Comparison of annual maximum series and flood-type-differentiated mixture models of partial duration series

TL;DR

This paper compares traditional annual maximum series flood models with flood-type-specific mixture models, finding the latter more effective when multiple flood types occur frequently or differ significantly, despite higher complexity.

Contribution

It introduces and evaluates flood-type-specific mixture models as an alternative to classical models for flood frequency analysis, highlighting their advantages in certain scenarios.

Findings

Mixture models outperform classical models with many flood events per year.

Mixture models are preferable when flood types differ significantly.

Higher parameters in mixture models increase uncertainty but improve accuracy.

Abstract

The use of the annual maximum series for flood frequency analyses limits the considered information to one event per year and one sample that is assumed to be homogeneous. However, flood may have different generating processes, such as snowmelt, heavy rainfall or long-duration rainfall, which makes the assumption of homogeneity questionable. Flood types together with statistical flood-type-specific mixture models offer the possibility to consider the different flood-generating processes separately and therefore obtain homogeneous sub-samples. The combination of flood types in a mixture model then gives classical flood quantiles for given return periods.
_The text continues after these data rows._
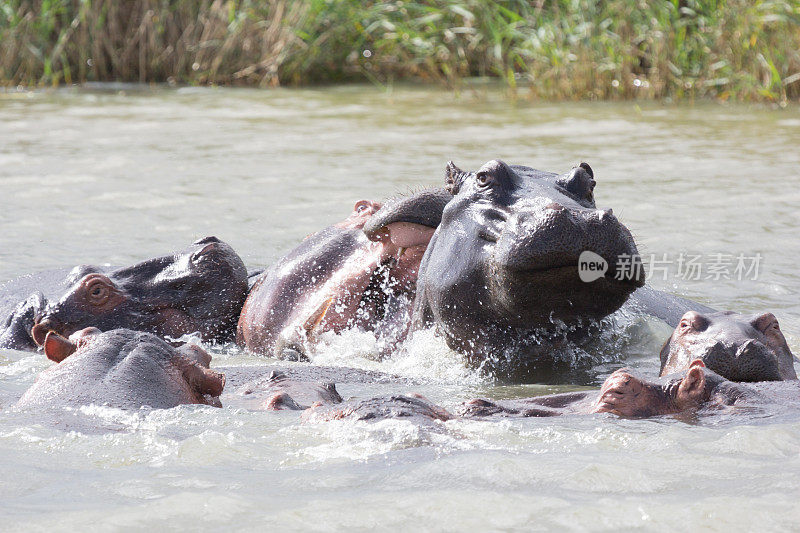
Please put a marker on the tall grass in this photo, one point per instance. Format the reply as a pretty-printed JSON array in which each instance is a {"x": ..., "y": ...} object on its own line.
[{"x": 561, "y": 49}]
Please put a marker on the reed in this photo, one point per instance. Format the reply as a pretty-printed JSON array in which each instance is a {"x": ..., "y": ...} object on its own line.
[{"x": 561, "y": 49}]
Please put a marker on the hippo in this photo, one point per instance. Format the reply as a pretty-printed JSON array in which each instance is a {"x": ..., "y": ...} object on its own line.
[
  {"x": 399, "y": 406},
  {"x": 501, "y": 270},
  {"x": 702, "y": 361},
  {"x": 360, "y": 272},
  {"x": 738, "y": 347},
  {"x": 199, "y": 290},
  {"x": 627, "y": 395},
  {"x": 124, "y": 369}
]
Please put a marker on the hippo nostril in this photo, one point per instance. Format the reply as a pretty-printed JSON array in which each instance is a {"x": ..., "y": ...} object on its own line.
[{"x": 604, "y": 214}]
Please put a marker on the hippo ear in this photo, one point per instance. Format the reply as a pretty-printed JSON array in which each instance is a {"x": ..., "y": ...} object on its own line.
[
  {"x": 57, "y": 348},
  {"x": 453, "y": 176},
  {"x": 202, "y": 380}
]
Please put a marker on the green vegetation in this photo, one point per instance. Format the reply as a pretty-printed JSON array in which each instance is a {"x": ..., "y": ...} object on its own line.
[{"x": 562, "y": 49}]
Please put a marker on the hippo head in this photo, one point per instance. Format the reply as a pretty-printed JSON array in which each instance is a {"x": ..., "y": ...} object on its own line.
[
  {"x": 737, "y": 347},
  {"x": 505, "y": 256},
  {"x": 200, "y": 290}
]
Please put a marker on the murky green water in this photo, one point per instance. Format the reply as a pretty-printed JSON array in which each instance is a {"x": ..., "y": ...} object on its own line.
[{"x": 113, "y": 177}]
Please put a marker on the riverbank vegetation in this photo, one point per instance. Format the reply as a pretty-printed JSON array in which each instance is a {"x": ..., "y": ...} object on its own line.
[{"x": 562, "y": 49}]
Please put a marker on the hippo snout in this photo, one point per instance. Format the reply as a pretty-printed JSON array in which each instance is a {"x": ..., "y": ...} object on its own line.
[{"x": 551, "y": 236}]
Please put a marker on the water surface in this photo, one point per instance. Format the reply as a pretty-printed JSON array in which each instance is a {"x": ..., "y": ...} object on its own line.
[{"x": 118, "y": 174}]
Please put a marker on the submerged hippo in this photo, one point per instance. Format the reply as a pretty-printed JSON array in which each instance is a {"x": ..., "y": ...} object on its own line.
[
  {"x": 738, "y": 347},
  {"x": 124, "y": 369},
  {"x": 501, "y": 270},
  {"x": 360, "y": 272},
  {"x": 201, "y": 289},
  {"x": 696, "y": 388},
  {"x": 701, "y": 363}
]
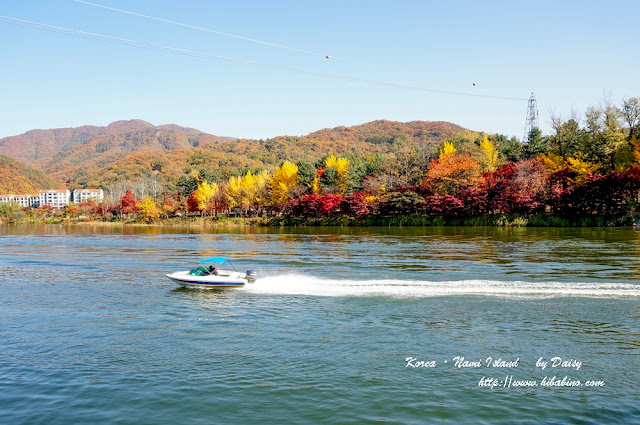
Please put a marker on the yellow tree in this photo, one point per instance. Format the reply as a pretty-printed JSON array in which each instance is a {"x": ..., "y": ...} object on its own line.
[
  {"x": 282, "y": 181},
  {"x": 488, "y": 157},
  {"x": 149, "y": 209},
  {"x": 233, "y": 192},
  {"x": 205, "y": 194},
  {"x": 447, "y": 151},
  {"x": 248, "y": 191}
]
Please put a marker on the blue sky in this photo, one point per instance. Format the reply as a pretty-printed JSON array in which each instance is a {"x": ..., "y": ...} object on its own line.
[{"x": 569, "y": 53}]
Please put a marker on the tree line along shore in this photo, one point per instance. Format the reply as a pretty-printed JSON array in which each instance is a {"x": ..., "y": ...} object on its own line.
[{"x": 585, "y": 173}]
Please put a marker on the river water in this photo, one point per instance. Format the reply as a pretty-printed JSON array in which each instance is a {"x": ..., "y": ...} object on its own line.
[{"x": 335, "y": 330}]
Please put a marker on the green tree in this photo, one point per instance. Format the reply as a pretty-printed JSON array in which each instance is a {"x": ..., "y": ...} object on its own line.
[
  {"x": 568, "y": 137},
  {"x": 606, "y": 134}
]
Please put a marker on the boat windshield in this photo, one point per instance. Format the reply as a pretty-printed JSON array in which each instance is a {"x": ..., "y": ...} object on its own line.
[{"x": 200, "y": 271}]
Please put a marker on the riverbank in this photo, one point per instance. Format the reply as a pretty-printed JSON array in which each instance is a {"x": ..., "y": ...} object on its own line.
[{"x": 498, "y": 220}]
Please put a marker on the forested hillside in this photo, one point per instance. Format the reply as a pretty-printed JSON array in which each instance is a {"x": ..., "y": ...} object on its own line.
[{"x": 17, "y": 178}]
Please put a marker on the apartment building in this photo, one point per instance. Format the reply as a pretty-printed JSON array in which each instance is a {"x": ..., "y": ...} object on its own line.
[
  {"x": 83, "y": 195},
  {"x": 27, "y": 201},
  {"x": 55, "y": 198}
]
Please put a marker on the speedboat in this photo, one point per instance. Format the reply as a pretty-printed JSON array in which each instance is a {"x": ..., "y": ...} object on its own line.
[{"x": 213, "y": 273}]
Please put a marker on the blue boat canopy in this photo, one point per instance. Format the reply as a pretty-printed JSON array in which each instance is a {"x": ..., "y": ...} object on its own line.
[{"x": 214, "y": 260}]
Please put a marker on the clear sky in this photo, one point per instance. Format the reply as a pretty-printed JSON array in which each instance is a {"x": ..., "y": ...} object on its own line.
[{"x": 396, "y": 59}]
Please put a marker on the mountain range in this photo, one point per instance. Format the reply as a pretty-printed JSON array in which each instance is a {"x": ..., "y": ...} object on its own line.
[{"x": 94, "y": 156}]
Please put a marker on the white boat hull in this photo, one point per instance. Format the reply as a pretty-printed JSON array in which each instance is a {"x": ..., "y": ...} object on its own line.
[{"x": 232, "y": 280}]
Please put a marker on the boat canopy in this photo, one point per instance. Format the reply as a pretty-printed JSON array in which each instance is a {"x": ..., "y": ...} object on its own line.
[{"x": 214, "y": 260}]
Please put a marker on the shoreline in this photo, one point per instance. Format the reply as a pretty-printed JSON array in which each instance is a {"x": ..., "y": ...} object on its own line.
[{"x": 500, "y": 220}]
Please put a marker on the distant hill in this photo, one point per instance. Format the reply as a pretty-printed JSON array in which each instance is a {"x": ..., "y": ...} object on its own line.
[
  {"x": 19, "y": 179},
  {"x": 126, "y": 150},
  {"x": 45, "y": 146}
]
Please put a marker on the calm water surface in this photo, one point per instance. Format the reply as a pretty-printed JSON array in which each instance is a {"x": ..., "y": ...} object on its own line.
[{"x": 92, "y": 332}]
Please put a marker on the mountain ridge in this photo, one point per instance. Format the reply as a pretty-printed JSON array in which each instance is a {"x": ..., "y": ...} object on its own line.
[{"x": 127, "y": 150}]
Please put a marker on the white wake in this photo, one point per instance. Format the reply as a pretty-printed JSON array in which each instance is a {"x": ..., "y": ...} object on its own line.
[{"x": 294, "y": 284}]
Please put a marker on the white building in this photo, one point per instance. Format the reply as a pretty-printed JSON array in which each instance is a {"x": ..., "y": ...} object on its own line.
[
  {"x": 31, "y": 201},
  {"x": 55, "y": 198},
  {"x": 7, "y": 198},
  {"x": 83, "y": 195}
]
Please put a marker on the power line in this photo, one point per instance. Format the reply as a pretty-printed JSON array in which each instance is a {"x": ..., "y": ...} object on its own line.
[
  {"x": 196, "y": 53},
  {"x": 253, "y": 40}
]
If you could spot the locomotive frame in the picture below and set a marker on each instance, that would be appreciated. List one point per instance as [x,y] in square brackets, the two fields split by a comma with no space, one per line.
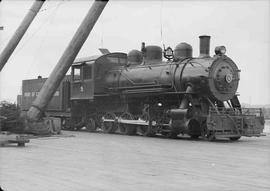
[139,93]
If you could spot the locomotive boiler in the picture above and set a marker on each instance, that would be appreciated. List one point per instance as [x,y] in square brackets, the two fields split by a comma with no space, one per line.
[140,93]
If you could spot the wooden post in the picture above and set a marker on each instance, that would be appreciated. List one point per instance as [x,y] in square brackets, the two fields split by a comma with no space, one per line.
[70,53]
[17,36]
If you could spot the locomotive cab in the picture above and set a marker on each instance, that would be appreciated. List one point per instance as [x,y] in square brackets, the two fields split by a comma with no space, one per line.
[82,81]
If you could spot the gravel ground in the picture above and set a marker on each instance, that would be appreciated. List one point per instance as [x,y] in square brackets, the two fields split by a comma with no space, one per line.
[95,161]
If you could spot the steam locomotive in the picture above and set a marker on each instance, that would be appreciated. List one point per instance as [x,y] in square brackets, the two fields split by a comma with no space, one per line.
[140,93]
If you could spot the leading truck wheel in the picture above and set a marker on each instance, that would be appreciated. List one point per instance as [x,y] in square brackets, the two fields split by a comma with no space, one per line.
[206,134]
[148,130]
[127,129]
[109,126]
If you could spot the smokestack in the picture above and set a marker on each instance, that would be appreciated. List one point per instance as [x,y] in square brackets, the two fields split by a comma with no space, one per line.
[204,45]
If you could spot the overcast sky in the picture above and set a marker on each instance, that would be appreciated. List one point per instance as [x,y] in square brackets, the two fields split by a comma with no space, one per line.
[242,26]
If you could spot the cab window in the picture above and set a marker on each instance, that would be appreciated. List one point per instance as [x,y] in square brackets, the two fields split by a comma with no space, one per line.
[87,72]
[76,73]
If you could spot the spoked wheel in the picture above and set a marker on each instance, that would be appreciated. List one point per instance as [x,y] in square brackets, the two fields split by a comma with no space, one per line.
[109,127]
[65,124]
[146,130]
[127,129]
[90,125]
[235,138]
[173,133]
[205,133]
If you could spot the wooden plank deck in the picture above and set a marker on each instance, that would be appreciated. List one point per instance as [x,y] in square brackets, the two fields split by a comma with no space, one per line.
[95,161]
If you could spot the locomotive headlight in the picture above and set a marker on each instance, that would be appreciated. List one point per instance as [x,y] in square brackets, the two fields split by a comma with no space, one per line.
[220,50]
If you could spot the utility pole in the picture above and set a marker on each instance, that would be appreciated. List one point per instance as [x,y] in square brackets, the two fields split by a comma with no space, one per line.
[50,86]
[17,36]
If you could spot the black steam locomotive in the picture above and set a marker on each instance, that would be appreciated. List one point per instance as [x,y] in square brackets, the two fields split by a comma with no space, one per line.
[139,93]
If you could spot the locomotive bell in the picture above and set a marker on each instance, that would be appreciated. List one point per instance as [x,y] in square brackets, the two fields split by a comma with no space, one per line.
[134,57]
[183,50]
[153,54]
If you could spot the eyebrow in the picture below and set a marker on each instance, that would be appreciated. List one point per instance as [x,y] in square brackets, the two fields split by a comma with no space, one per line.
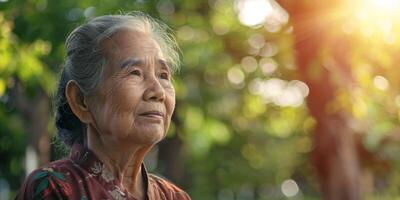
[133,61]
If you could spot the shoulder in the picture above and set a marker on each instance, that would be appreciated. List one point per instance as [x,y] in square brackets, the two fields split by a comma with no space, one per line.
[48,182]
[168,189]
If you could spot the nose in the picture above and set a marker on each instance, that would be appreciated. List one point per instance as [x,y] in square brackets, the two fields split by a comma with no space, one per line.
[154,90]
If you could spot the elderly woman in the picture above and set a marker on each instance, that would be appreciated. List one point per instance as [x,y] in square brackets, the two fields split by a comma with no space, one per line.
[114,103]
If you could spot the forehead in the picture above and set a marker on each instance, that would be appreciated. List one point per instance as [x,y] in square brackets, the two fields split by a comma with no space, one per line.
[133,44]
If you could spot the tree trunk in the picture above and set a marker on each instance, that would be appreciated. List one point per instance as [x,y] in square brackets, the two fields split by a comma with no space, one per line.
[334,156]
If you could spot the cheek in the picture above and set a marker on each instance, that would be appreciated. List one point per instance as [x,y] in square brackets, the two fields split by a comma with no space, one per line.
[170,101]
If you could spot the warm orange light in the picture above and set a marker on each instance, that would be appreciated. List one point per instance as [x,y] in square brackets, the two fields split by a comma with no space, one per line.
[375,19]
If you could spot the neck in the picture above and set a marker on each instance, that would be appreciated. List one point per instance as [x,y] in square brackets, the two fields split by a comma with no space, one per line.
[123,161]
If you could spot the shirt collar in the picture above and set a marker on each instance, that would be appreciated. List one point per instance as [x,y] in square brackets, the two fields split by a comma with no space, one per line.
[88,160]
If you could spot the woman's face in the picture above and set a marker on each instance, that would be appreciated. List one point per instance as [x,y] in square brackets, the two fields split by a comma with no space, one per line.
[136,98]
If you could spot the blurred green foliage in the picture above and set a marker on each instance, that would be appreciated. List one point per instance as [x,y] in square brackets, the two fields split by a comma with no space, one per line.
[236,144]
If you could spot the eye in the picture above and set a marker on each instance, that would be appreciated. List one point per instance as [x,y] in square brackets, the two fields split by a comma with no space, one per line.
[164,75]
[136,72]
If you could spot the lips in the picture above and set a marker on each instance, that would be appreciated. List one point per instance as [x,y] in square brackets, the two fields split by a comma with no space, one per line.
[152,114]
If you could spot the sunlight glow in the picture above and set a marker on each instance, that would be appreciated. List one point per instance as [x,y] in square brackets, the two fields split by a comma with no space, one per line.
[253,12]
[375,18]
[289,188]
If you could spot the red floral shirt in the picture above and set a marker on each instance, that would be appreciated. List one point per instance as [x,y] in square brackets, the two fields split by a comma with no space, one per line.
[84,176]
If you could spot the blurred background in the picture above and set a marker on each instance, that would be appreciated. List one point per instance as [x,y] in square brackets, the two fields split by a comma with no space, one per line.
[288,99]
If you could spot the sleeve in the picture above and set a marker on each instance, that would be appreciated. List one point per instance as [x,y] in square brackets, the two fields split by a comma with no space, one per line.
[44,184]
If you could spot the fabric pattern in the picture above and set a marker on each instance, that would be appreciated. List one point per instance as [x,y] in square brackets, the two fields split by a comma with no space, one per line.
[83,176]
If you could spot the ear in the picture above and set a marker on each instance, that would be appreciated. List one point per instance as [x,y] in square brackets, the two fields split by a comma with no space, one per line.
[77,102]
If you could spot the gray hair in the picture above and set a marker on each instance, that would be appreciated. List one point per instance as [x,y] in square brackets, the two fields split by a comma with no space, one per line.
[85,62]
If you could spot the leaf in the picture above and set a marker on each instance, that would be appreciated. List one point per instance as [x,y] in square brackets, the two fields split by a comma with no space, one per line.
[42,186]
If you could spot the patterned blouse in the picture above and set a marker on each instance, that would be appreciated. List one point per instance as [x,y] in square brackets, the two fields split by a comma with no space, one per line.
[83,176]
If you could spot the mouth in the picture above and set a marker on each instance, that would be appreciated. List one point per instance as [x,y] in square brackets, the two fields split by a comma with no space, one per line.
[152,114]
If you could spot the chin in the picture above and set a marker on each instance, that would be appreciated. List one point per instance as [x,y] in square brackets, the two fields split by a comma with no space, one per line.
[149,136]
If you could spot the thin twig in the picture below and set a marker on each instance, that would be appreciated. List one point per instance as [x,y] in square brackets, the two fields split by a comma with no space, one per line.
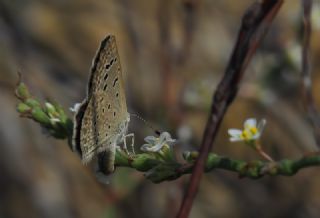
[255,22]
[306,71]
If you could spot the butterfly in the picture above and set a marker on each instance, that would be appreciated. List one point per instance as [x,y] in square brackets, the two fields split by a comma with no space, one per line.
[101,120]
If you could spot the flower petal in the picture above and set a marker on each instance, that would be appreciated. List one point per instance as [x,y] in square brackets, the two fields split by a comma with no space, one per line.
[234,132]
[261,125]
[234,139]
[251,122]
[150,139]
[154,148]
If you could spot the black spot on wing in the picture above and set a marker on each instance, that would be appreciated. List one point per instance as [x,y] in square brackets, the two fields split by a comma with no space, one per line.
[115,81]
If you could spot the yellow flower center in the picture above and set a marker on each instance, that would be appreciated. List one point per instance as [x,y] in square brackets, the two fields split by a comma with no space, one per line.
[245,135]
[253,130]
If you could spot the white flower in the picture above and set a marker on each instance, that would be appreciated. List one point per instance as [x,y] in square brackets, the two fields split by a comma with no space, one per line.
[251,132]
[54,120]
[154,144]
[75,107]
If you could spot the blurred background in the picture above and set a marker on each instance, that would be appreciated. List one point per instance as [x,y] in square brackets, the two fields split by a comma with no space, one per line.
[173,54]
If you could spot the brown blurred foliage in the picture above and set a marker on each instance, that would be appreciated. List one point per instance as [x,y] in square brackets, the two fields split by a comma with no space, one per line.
[173,54]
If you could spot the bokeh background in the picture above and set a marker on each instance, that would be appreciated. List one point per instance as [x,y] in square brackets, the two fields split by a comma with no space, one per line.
[173,54]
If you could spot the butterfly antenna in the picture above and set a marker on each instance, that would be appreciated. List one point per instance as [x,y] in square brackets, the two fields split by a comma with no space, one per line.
[156,131]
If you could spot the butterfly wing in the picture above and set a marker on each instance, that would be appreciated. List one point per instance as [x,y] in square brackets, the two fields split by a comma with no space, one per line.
[103,114]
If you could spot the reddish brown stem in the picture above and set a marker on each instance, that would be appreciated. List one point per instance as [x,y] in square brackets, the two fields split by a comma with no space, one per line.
[306,80]
[255,22]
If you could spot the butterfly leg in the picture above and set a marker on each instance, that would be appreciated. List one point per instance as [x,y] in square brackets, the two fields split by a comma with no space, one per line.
[132,142]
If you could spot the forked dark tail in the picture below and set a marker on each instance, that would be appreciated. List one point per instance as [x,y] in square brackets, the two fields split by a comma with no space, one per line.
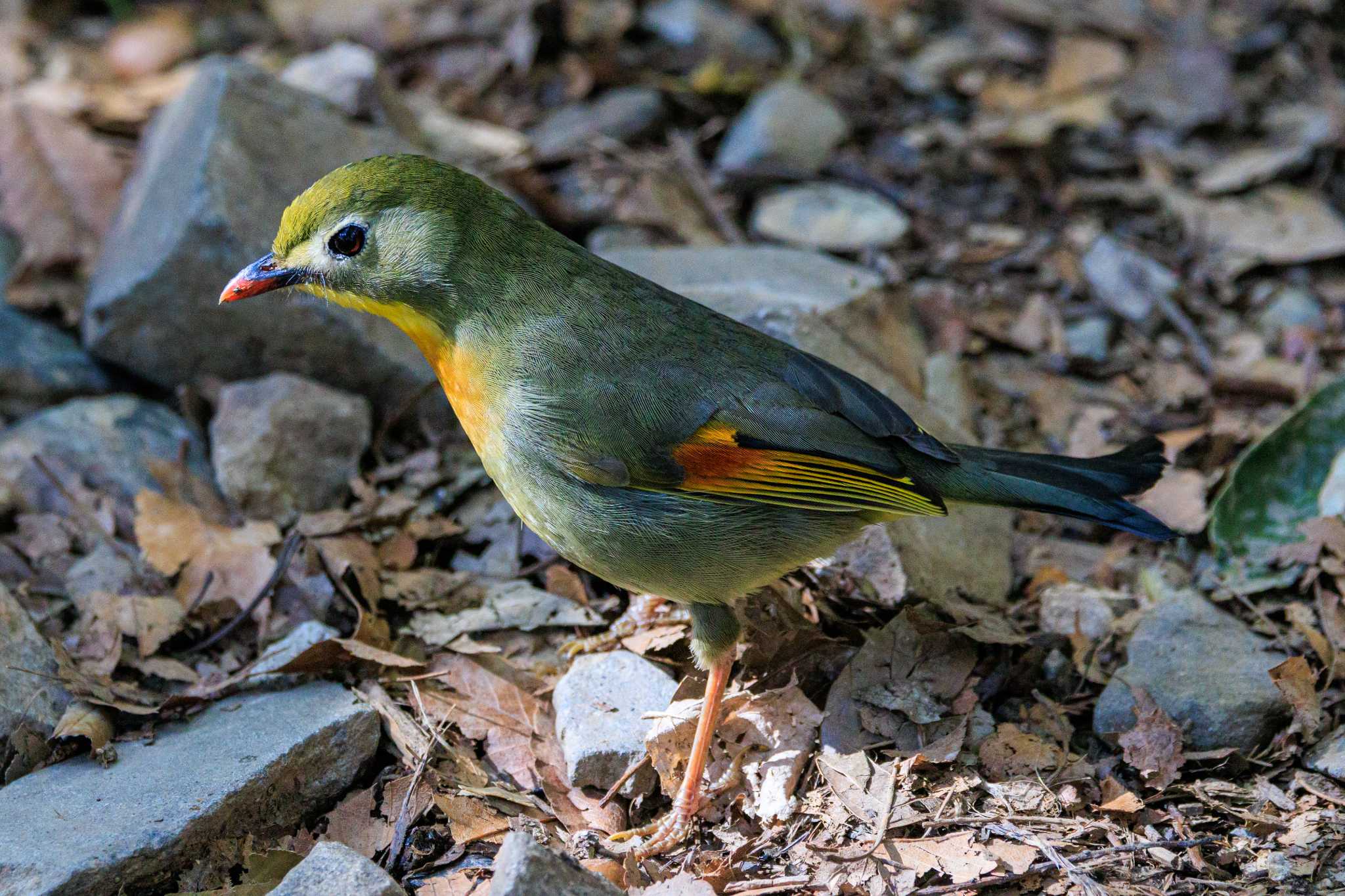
[1083,488]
This higher flexibility comes to the cost of more distribution parameters, which may lead to a higher uncertainty in the estimation. This study compares the classical flood frequency models such as the annual maximum series with the type-specific mixture model for different scenarios relevant for design flood estimation in terms of Bias and variance. Thee results show that despite the higher number of parameters, the mixture model is preferable compared to the classical models, if a high number of flood events per year occurs and/or the flood types differ significantly in their distribution parameters.